A tendência de encarecimento dos veículos de entrada não é exclusiva do Brasil. Em várias economias desenvolvidas, políticas ambientais mais restritivas também têm elevado o custo de manter ou adquirir automóveis de baixo valor. Um exemplo emblemático são as ULEZ (Ultra Low Emission Zones) implantadas em Londres e já replicadas em outras cidades europeias, que restringem a circulação de veículos mais antigos e com maiores emissões. Essas medidas têm como efeito colateral a desvalorização dos modelos populares e o aumento do custo de uso do automóvel individual, especialmente para famílias de menor renda. O resultado é que, mesmo em países de alta renda, o acesso ao carro particular começa a se concentrar em grupos com maior capacidade financeira, reforçando um padrão global de exclusão do automóvel entre grupos de menor renda, ainda que a necessidade de mobilidade individual permaneça

Mercado de usados e novas formas de acesso

A demanda por usados manteve-se robusta e registrou picos em 2024. Relatórios da Fenabrave e de consultorias como KBB indicam forte atividade no segmento de seminovos, o que sustenta preços e reduz o giro da frota. Essa valorização relativa do usado resulta de uma combinação de fatores — menor oferta de 0-km, juros elevados e restrição de crédito — e ajuda a explicar o envelhecimento do parque circulante.

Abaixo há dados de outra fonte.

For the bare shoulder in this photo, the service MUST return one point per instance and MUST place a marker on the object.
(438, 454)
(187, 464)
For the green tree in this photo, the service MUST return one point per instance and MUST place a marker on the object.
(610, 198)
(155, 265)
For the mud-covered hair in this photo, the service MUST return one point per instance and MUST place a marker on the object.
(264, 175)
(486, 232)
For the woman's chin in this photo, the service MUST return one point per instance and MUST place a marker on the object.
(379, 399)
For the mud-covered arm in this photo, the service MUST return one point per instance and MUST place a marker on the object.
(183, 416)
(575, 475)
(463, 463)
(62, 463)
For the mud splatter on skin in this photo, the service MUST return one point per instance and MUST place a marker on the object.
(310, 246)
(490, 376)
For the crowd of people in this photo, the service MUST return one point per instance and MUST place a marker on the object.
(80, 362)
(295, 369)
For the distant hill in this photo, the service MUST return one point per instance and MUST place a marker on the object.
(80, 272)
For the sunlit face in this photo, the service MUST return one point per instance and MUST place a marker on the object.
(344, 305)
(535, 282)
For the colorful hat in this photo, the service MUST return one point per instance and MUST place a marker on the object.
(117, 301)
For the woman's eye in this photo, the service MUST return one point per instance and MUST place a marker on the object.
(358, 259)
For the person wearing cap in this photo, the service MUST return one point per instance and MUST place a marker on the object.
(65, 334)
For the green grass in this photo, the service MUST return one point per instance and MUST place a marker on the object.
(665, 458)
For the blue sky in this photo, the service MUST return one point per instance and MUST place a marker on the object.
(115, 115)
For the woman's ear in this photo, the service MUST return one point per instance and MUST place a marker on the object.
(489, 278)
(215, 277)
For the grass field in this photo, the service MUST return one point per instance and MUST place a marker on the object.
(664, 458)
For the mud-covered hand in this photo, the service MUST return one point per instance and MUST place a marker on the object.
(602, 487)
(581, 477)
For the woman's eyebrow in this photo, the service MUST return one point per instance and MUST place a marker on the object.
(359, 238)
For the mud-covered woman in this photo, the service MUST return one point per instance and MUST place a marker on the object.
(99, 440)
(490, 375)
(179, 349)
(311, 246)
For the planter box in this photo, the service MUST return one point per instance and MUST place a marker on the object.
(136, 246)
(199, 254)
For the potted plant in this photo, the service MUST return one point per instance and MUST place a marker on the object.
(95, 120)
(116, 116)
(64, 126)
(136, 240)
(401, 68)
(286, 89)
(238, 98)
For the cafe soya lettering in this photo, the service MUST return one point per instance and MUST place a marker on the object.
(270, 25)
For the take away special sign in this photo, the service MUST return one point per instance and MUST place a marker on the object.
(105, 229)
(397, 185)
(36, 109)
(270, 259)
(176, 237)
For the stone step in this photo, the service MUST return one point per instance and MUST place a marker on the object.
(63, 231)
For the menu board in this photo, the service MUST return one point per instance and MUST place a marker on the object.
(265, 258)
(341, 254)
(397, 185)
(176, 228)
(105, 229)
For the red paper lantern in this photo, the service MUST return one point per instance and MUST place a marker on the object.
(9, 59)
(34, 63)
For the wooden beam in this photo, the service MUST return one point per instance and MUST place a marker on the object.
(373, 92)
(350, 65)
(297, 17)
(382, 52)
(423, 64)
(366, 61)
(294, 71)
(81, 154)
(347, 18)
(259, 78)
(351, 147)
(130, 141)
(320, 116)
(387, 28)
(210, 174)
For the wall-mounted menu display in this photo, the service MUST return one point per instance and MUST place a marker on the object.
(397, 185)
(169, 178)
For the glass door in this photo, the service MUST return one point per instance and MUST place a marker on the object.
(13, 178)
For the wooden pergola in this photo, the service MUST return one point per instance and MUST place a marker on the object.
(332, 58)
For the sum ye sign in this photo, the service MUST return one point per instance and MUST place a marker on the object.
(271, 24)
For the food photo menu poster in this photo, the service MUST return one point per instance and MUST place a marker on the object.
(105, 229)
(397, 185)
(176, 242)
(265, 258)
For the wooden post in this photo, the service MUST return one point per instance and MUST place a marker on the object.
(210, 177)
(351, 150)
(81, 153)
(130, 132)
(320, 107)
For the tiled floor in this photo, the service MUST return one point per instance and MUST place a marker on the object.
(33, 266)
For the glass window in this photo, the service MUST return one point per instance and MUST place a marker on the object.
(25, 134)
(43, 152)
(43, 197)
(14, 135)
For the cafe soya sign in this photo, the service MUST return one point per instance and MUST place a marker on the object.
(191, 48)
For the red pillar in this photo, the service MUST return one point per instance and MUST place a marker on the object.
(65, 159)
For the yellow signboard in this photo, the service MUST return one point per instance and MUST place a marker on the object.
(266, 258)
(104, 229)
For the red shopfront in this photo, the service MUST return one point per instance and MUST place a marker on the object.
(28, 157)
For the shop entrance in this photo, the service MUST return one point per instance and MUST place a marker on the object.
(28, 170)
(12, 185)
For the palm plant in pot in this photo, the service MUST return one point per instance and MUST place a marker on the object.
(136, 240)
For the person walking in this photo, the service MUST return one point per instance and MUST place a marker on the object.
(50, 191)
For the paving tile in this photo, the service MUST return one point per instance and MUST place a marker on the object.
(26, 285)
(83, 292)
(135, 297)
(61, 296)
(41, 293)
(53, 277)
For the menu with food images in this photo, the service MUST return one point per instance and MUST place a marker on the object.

Cresce também o interesse por formas alternativas de mobilidade, como assinatura, compartilhamento e aluguel. Essas opções reduzem o custo inicial e se ajustam melhor à renda disponível, especialmente entre consumidores jovens urbanos.

Idade da frota e política industrial

A frota brasileira segue envelhecendo: levantamentos do Sindipeças indicam idade média acima de 10 anos, chegando a cerca de 11 anos em 2023–2024. Esse envelhecimento afeta segurança, emissões e produtividade da cadeia de autopeças, além de reduzir o impacto de políticas de renovação tecnológica.

A experiência internacional mostra que países que mantiveram competitividade global — como Coreia do Sul e México — combinaram política industrial ativa, escala exportadora e integração tecnológica. O Brasil, em contraste, ainda opera com cadeias fragmentadas, alto peso tributário e limitada integração com plataformas globais. Uma agenda de modernização industrial precisa incluir incentivos à engenharia local, estímulos à produção de componentes críticos e políticas de crédito que favoreçam modelos de entrada mais eficientes.

Conclusão: o “popular” está em transição, não em extinção

Os dados mostram que, sob o ponto de vista internacional, o preço real de muitos carros de entrada permaneceu relativamente estável. Ainda assim, o esforço de renda para adquiri-los no Brasil aumentou, refletindo fatores estruturais mais amplos.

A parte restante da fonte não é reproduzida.